For those of you who don’t know, the kanji kentei (kanken) is a test of japanese knowledge, namely kanji/vocab/yojijukugo, spanning many levels. Beyond the scope of the 2136 joyo kanji lies over 800 kanji jinmeiyou kanji. Beyond the scope of these 3000 kanji lies an extra 3000+ kanji covered by the highest level of the KanKen for a total of ~6300. Seeing as they aren’t included on the “common use” kanji list nor the jinmeiyou list, you might assume these 3200+ kanji are rare and the words containing them are not worth learning, but is that really true for all of them?
On the other end of the spectrum. We have Wanikani pleasant levels. Wanikani level 1-10. These are super simple words that everyone knows. Surely you’ll see them more than anything that didn’t make the joyo cut and the kanken doesn’t even bother to add until the notoriously difficult level 1, right?
Using jpdb.io, I have gathered the frequency in novels for 15 kanken level 1 words and 15 wanikani pleasant words. I also have 2 yojijukugo at the end for a total of 17 questions. Using your best guess, you need to try and pick the one that is more common within the series on jpdb’s database.
Low frequency words might differ only by a few percent, but higher frequency words differ by ~10% or more.
The frequency is for the word exactly as it appears. No alternate forms, and no kana forms for anything that is written in kanji.
Question 15 surprised me. 投擲 I’ve never seen before.
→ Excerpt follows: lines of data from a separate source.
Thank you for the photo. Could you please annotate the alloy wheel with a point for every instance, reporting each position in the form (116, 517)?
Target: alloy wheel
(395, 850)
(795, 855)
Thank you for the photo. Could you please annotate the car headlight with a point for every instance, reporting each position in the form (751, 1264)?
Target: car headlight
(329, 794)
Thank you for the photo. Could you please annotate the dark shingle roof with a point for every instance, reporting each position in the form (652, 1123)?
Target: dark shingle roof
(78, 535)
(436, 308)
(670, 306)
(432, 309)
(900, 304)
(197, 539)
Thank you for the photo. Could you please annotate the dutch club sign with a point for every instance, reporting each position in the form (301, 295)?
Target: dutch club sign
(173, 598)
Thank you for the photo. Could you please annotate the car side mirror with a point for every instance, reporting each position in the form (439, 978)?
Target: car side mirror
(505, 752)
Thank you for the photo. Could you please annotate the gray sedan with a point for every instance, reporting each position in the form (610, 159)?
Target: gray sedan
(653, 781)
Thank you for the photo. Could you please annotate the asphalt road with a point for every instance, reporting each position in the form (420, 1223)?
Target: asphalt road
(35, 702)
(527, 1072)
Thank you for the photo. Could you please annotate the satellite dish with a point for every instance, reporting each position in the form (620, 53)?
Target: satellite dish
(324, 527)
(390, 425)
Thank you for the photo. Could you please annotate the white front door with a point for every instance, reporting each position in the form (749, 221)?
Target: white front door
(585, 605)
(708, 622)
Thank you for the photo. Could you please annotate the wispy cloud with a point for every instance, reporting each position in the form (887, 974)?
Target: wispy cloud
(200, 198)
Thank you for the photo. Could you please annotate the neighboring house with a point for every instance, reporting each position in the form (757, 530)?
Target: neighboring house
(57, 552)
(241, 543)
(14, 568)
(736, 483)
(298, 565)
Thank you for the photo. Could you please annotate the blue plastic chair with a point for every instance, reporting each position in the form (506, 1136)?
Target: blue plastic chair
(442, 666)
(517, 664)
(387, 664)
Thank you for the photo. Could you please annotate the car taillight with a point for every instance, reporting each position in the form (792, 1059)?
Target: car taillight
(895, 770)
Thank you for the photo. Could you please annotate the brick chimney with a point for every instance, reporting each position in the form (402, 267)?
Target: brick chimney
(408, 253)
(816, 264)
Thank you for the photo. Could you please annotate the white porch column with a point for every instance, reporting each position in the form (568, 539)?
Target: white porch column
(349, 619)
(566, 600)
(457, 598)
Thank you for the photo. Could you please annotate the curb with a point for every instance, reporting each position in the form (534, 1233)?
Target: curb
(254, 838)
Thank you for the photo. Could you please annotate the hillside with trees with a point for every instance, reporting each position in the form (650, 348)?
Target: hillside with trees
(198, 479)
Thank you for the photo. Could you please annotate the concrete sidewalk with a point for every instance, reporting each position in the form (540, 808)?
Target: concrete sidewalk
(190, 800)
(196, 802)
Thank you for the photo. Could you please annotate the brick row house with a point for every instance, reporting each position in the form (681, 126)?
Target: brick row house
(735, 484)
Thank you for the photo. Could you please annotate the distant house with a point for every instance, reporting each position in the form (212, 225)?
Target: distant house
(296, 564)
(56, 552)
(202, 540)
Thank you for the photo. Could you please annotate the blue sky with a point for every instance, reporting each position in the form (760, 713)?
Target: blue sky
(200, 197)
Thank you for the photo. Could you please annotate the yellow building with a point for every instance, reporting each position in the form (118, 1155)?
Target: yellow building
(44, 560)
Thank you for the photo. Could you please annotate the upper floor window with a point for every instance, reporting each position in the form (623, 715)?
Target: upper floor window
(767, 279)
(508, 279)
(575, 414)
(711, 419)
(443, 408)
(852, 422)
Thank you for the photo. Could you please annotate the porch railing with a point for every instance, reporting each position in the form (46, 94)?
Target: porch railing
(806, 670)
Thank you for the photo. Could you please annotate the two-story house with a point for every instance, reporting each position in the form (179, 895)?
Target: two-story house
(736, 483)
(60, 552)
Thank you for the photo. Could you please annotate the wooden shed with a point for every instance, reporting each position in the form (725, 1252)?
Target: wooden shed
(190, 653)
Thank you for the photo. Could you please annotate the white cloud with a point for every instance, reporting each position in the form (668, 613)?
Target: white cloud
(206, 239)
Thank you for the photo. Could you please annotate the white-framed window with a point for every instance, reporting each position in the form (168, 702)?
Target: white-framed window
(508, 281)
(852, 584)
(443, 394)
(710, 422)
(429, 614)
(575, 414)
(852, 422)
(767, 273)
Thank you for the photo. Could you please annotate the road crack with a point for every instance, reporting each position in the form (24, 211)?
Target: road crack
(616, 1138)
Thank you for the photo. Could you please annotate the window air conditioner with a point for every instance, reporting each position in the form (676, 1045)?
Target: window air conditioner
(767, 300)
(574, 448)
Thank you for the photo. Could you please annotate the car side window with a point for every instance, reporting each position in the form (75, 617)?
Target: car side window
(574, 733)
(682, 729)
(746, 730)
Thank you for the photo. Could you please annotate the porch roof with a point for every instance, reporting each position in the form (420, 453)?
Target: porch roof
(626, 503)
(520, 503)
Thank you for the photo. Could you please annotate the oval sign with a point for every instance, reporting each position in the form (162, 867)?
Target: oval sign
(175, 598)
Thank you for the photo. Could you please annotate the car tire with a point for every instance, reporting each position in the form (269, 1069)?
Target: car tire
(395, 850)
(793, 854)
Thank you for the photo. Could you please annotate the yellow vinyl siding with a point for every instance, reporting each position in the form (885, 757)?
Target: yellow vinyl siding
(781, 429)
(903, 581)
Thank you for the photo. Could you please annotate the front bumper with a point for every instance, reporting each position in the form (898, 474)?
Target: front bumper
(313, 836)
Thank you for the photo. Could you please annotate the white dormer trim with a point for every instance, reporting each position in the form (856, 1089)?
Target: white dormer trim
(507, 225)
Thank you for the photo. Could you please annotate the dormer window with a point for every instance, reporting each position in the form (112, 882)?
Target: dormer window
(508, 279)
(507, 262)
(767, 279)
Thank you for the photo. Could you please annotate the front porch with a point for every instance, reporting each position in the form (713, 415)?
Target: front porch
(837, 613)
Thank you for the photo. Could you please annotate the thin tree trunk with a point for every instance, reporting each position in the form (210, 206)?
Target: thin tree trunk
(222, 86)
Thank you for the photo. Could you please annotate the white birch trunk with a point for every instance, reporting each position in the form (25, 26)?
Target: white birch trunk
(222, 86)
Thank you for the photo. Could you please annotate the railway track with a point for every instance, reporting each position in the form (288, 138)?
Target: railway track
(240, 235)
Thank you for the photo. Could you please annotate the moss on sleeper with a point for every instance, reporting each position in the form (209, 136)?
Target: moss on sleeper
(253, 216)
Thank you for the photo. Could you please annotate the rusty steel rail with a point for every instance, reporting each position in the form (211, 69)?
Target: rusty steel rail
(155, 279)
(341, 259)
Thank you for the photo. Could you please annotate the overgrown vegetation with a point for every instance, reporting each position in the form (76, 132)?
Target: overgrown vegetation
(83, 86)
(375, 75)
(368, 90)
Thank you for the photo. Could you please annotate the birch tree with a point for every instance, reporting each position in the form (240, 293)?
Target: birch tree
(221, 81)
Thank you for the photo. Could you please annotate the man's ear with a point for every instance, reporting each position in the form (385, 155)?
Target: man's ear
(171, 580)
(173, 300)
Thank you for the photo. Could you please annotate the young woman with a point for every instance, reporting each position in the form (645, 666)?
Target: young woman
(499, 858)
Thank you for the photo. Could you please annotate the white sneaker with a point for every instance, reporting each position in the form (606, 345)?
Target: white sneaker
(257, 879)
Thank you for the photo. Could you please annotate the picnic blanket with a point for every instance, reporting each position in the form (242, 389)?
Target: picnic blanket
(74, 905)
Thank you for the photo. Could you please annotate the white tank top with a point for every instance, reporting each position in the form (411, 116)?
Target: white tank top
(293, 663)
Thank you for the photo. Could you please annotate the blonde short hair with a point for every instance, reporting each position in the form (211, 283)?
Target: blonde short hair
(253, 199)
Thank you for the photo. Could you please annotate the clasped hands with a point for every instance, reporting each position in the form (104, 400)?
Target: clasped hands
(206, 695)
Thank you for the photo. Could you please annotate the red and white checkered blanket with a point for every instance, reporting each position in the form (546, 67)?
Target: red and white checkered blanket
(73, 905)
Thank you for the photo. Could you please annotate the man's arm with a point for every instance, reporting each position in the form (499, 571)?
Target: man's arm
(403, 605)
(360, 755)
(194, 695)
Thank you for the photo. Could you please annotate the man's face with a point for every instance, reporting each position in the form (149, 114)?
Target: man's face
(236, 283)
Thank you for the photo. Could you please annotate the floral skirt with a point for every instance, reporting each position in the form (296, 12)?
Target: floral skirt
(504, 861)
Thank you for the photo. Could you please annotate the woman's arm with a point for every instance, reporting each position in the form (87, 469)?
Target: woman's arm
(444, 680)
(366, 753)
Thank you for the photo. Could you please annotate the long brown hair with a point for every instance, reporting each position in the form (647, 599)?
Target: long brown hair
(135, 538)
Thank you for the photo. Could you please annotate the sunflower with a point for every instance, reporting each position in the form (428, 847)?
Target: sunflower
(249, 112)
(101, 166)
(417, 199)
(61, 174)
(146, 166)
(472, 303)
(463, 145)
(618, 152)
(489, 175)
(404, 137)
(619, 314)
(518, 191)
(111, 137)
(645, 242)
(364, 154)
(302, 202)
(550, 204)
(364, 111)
Looks like I need to up my light novel game.
I was also pretty sure that words like 囁く and 呟く were used more frequently than their counterparts, I guess I underestimated 相手 and … 星? Haha
Great quizz I got tricked left and right. Very interesting how the fact that the frequency come from novels influence the results.
Also a while ago I was playing with some script matching WK vocabs to the the Balanced Corpus of Written Japanese. If you want to create a round 2, here are all the words from level 1-10 that are outside the first 20000 most frequent words of the BCWJ. Some are quite surprising too.
Honestly, I was a bit surprised by this one as well. The best reasoning I could come up with is its usage in similes, but looking through the books I have read that seems to be an underwhelming minority. Japanese people really just like talking about being under the stars or talking about the stars light it seems. Or the lack of stars in a handful of cases.
I went for some level of trickery in selecting some words whos frequencies were different than you would expect from their definition or complexity. This is very apparent in 魑魅魍魎 (Evil spirits of rivers and mountains) vs. 円い (round). 躊躇う and 躊躇 are quite common and aren’t completely overshadowed by 迷う. On the other hand, 女の人 is a bit more overshadowed by the other options for woman in novels. Still not rare by any means, doe.
I went for words with a similar frequency and tried to pick common words this time around with a couple exceptions. I thought it would be less exciting if I did rare words since, well, finding out that a kanken 1 word is exceedingly rare and seen less than a wanikani word is probably what a lot of people would expect haha. The problem was actually finding wanikani words that weren’t obviously rare. I looking for words in the 30% range was tough. It was either a really low percentage or 50%+.
I’m not opposed to doing another quiz with the actually hard kanken 1 words I know, but the problem is that there will only be a couple users on here who will actually know them, so it will be 100% guessing for everyone else haha.
I got 11/17 reading a lot really helps to get a feeling for such statistics. Though he purposfully did use some really rare words from the pleasent levels (marui). The 2 you were surprised by were also the 2 I was surprised by the most.
I got 10/17. Most were hard picks (well, other than the 相手, 病気, and 終焉 ones) , but 朦朧 being more common than 赤ちゃん surprised me. I feel like 赤ちゃん appears in most things I’ve read, while 朦朧 is more inconsistent.
In this zip spreadsheet, it has 841,912 entries (ranking of 1 to 536048) and many are shared rankings (not sure why but looks it’s just based on the frequency counter coming in as ties). And some searches didn’t yield the individual word so I posted the listing of the compound that came up (assuming most frequent from the search and the spreadsheet word search worked correctly).
Could not parse 女の人 for some reason, perhaps it’s the kana
There were 295 matches for 相手, 相手方 was the top it appears